Transcender les tests superficiels
Le consortium d’experts souligne l’inadéquation des tests comportementaux conventionnels, comme le simple fait de demander à un système d’IA comme ChatGPT s’il est conscient. Étant donné la capacité de l’IA à imiter le comportement humain, il devient impératif d’approfondir la question. Anil Seth, un neuroscientifique réputé originaire de l’Université du Sussex, prône cette méthodologie plus complexe. Il souligne la nécessité d’affiner les théories de la conscience pour nous permettre d’aller au-delà des évaluations superficielles.
Les critères des chercheurs reposent sur le fonctionnalisme computationnel, une théorie selon laquelle la conscience est intrinsèquement liée au traitement de l’information, quel que soit le support utilisé, qu’il s’agisse de neurones ou de circuits informatiques. Parmi un ensemble de théories issues des neurosciences, six ont été retenues, leurs principes servant de base à l’élaboration d’indicateurs. La théorie de l’espace de travail global, emblématique de cette approche, postule que des systèmes spécialisés, fonctionnant de manière autonome mais interconnectés, supervisent les tâches cognitives. Pour évaluer les systèmes d’IA à travers ce prisme théorique, leur architecture et leur flux d’informations doivent être examinés de près.

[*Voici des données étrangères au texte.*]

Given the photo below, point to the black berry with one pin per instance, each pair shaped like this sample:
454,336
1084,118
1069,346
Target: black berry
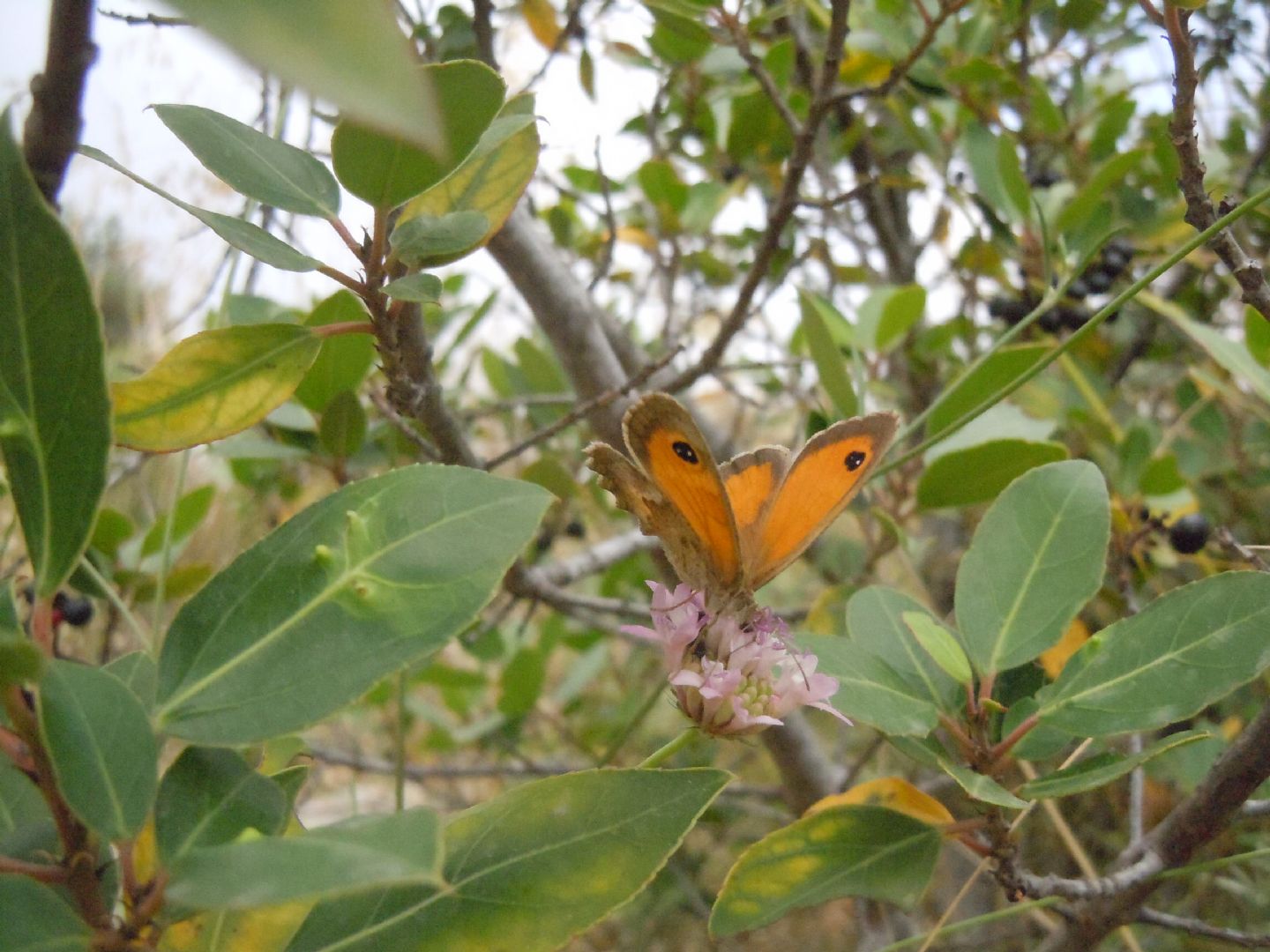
1191,533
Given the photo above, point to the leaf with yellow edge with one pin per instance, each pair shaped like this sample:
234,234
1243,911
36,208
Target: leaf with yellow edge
1053,659
213,385
268,929
542,19
839,851
490,181
893,792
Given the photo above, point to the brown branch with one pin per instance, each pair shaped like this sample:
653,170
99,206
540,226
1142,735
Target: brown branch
787,202
54,124
1200,212
1244,767
583,409
1194,926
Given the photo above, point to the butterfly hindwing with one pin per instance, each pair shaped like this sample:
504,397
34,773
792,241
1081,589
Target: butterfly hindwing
817,487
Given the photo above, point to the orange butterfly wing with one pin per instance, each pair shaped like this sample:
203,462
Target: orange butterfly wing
816,489
669,446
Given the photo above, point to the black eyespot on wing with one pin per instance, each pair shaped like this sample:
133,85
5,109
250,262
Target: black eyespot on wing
684,452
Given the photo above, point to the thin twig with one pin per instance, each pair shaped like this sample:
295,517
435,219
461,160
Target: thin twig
583,409
1200,212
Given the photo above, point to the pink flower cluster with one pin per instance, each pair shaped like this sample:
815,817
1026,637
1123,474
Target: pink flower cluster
733,677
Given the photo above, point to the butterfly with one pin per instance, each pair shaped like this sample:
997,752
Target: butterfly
729,530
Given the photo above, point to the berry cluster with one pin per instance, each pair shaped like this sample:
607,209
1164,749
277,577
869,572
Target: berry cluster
1072,312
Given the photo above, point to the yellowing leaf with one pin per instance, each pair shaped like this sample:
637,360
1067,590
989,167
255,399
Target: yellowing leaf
213,385
893,792
1054,658
542,19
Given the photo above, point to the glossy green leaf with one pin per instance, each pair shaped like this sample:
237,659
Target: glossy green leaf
37,919
372,577
343,426
101,747
344,360
20,661
875,622
869,689
981,787
254,164
55,418
1095,190
1102,768
352,55
997,371
842,851
1232,354
426,240
978,473
386,170
831,363
531,867
211,385
1038,556
492,179
1177,655
940,643
140,673
192,509
211,796
358,854
418,288
888,314
240,234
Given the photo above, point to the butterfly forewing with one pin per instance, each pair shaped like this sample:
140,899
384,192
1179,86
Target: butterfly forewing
819,484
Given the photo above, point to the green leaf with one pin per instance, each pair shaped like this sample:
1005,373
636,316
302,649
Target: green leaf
355,856
875,622
869,689
997,372
190,510
940,643
211,385
1102,768
418,288
352,55
385,170
20,661
372,577
888,314
978,473
55,418
843,851
37,919
138,673
211,796
240,234
1231,354
426,240
101,747
1036,557
492,179
343,360
1076,213
343,426
530,867
830,362
1180,654
981,787
254,164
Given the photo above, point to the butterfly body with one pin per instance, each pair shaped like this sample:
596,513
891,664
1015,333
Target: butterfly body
728,530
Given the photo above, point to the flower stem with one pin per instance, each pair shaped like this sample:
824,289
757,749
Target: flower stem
669,750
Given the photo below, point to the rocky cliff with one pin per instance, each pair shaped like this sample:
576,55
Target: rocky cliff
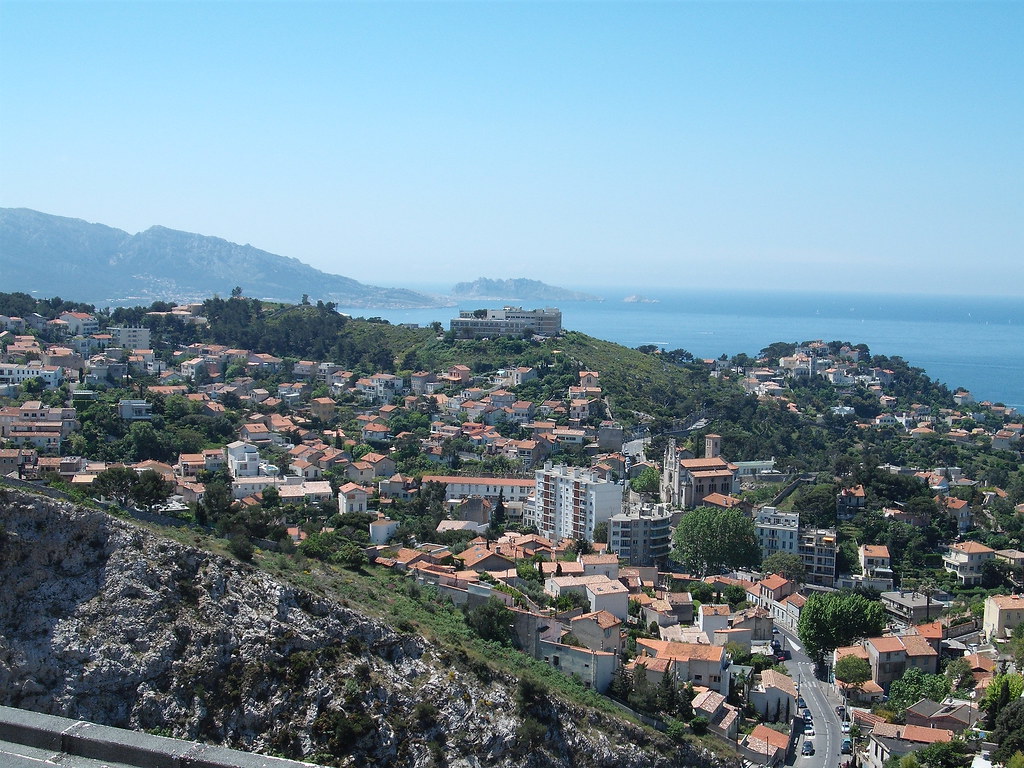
107,622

Révélations préliminaires et le chemin à suivre
Bien que l’article actuel marque une première étape, il dévoile un cadre facilitant l’évaluation des systèmes d’IA. Par exemple, dans l’évaluation de modèles de langage tentaculaires comme ChatGPT, certains indicateurs s’harmonisent avec la théorie de l’espace de travail global. Cependant, il est important de souligner que la recherche s’abstient de qualifier définitivement tout système d’IA actuel de conscient.
Les auteurs, animés d’une vision de progrès, anticipent avec ardeur la maturation de leur méthodologie, une évolution probablement catalysée par les contributions d’une vaste communauté de chercheurs. Alors que l’expédition vers la compréhension de la conscience de l’IA prend de l’ampleur, cette liste de contrôle méticuleusement élaborée constitue une étape essentielle dans ce voyage naissant.